2. Keira picks someone else's white phone with probability (1 - P(A)) * p (since there are (n-1) phones remaining, and each has a probability p of being white, independent of each other).
Therefore, the total probability of picking a white phone is:
P(B) = P(A) * 1 + (1 - P(A)) * p
Now we can substitute these values into Bayes' theorem:
P(A|B) = 1 * P(A) / (P(A) + (1 - P(A)) * p)
Simplifying the expression, we end up with the final answer:
P(A|B) = P(A) / (P(A) + (1 - P(A)) * p)
To find the probability that the phone Keira picked is actually hers, given that it is white, we can use Bayes' theorem.
Let's break down the problem:
P(H) = Probability that the phone in Keira's hand is her own phone
P(W|H) = Probability that the picked phone is white, given that it is Keira's own phone
P(W|not H) = Probability that the picked phone is white, given that it is not Keira's own phone
We need to calculate:
P(H|W) = Probability that the phone in Keira's hand is her own phone, given that it is white.
Now, applying Bayes' theorem:
P(H|W) = (P(W|H) * P(H)) / P(W)
To compute P(H|W), we need to evaluate P(W|H), P(H), and P(W).
P(W|H) = 1, since if the phone is Keira's, it is white for sure.
P(H) = 1/n, since there is only 1 phone that belongs to Keira out of n total phones in the basket.
To find P(W), we can use the law of total probability.
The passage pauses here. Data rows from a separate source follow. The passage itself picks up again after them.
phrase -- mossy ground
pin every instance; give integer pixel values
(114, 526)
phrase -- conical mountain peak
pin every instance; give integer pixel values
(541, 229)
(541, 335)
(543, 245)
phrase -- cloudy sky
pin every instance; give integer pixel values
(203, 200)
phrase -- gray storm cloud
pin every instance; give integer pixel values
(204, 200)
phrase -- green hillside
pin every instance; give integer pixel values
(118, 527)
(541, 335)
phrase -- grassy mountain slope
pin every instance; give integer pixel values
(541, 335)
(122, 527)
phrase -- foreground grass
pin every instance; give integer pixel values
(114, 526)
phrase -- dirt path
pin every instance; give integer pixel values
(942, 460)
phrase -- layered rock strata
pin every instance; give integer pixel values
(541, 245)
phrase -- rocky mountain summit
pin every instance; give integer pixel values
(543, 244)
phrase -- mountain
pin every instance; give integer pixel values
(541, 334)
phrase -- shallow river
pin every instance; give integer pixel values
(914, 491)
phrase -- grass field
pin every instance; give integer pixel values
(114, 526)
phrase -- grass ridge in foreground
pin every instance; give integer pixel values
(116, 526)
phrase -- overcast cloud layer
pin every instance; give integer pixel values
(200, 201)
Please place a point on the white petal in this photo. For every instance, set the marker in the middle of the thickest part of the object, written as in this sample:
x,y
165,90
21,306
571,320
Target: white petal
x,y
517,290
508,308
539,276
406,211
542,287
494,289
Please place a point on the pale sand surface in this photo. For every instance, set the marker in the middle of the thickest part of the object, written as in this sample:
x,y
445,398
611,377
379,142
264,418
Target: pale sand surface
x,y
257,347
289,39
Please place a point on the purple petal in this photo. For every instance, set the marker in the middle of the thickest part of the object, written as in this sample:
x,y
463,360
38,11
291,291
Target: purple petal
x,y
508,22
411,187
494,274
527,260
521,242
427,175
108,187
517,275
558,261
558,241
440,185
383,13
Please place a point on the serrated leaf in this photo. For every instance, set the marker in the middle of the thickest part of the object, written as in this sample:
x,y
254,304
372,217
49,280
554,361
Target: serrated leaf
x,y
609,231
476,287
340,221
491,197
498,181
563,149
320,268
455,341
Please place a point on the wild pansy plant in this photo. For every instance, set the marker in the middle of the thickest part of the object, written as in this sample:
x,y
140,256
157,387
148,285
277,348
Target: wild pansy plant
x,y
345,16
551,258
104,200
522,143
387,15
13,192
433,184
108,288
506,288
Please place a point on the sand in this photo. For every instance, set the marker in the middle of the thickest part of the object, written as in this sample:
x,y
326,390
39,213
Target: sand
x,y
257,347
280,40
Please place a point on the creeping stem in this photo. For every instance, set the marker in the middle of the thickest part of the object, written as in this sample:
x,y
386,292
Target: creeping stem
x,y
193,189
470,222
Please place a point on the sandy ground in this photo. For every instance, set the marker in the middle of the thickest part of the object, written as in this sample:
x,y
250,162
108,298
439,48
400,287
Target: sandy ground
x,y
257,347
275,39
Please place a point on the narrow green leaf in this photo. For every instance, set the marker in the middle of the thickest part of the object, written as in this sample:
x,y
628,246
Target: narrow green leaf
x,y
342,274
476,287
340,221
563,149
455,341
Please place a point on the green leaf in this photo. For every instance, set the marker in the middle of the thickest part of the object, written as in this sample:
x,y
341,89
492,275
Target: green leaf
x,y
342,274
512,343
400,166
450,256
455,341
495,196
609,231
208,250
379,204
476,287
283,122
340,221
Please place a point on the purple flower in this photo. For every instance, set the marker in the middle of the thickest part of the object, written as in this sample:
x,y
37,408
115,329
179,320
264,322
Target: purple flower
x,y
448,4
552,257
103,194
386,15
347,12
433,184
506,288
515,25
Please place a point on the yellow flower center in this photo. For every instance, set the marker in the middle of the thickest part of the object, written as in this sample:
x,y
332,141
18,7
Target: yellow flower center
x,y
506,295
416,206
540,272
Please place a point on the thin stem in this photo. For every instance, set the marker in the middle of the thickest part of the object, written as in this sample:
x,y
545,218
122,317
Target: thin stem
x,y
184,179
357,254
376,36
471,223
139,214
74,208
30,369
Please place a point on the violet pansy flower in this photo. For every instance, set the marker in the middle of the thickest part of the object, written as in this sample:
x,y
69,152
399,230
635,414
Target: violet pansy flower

There are two cases to consider:
Case 1: Keira's phone is picked (which is white).
P(W|H) * P(H) = 1/n * 1 = 1/n
Case 2: One of the other (n-1) phones is picked (which is white).
P(W|not H) * P(not H) = p * (1 - 1/n) = p * (n-1)/n
Therefore, P(W) = P(W|H) * P(H) + P(W|not H) * P(not H) = 1/n + p * (n-1)/n.
Now, we can substitute all these values back into Bayes' theorem:
P(H|W) = (1 * 1/n) / (1/n + p * (n-1)/n)
Simplifying it further, we get:
P(H|W) = 1 / (1 + p * (n-1))
Thus, the probability that the phone in Keira's hand is actually hers, given that it is white, is 1 / (1 + p * (n-1)).